The Employee Bathroom (Level 2).
15:00 Hours.
Yana locked the door.
The bathroom was a wreck—cracked tiles, a toilet that didn't flush, lit by a single battery-powered lantern.
She sat on the edge of the sink. Her hands were shaking.
She reached into her pocket and pulled out the plastic stick she had scavenged from the pharmacy aisle of the hardware store on Day 22. She hadn't told anyone. Not even Jack. Especially not Jack.
She looked at the little window.
Two lines.
Positive.
She dropped the stick. It clattered on the tile.
"How?" she whispered to the empty room.
She touched her stomach. It was flat, hard muscle. But inside...
She checked her temperature yesterday. 81 degrees. She was suffering from User Chill. Her body was shutting down non-essential functions to fuel the Shadow Class speed.

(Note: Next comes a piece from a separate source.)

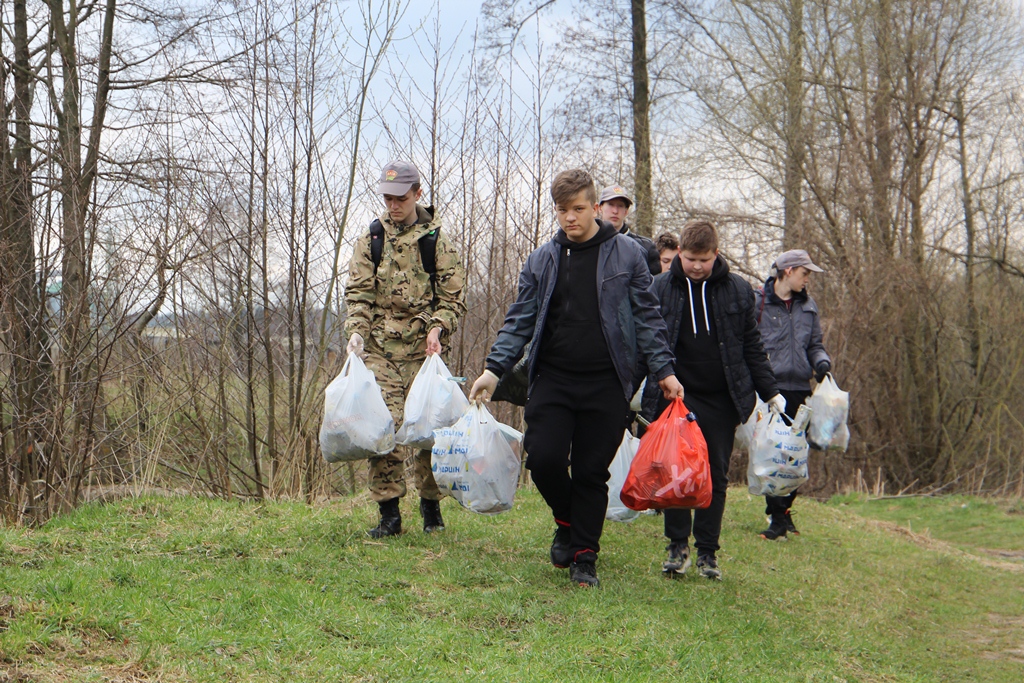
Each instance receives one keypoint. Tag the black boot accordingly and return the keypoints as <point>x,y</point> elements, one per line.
<point>431,512</point>
<point>776,527</point>
<point>390,520</point>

Reproduction was a non-essential function. At 81 degrees, a fetus couldn't survive. It shouldn't be able to divide.
But it was.
"I'm dead," she whispered. "My body is dead. What the fuck is growing inside me?"
She thought about the System. The glitches. The Root.
Was it a baby? Or was it a mutation? A tumor given consciousness by the chaos magic?
She grabbed her knife. She held the tip against her stomach. Just a little pressure. Just end it before it became... something else.
Then she felt it.
A flutter.
Not a kick. A vibration. Like a phone buzzing deep inside her womb.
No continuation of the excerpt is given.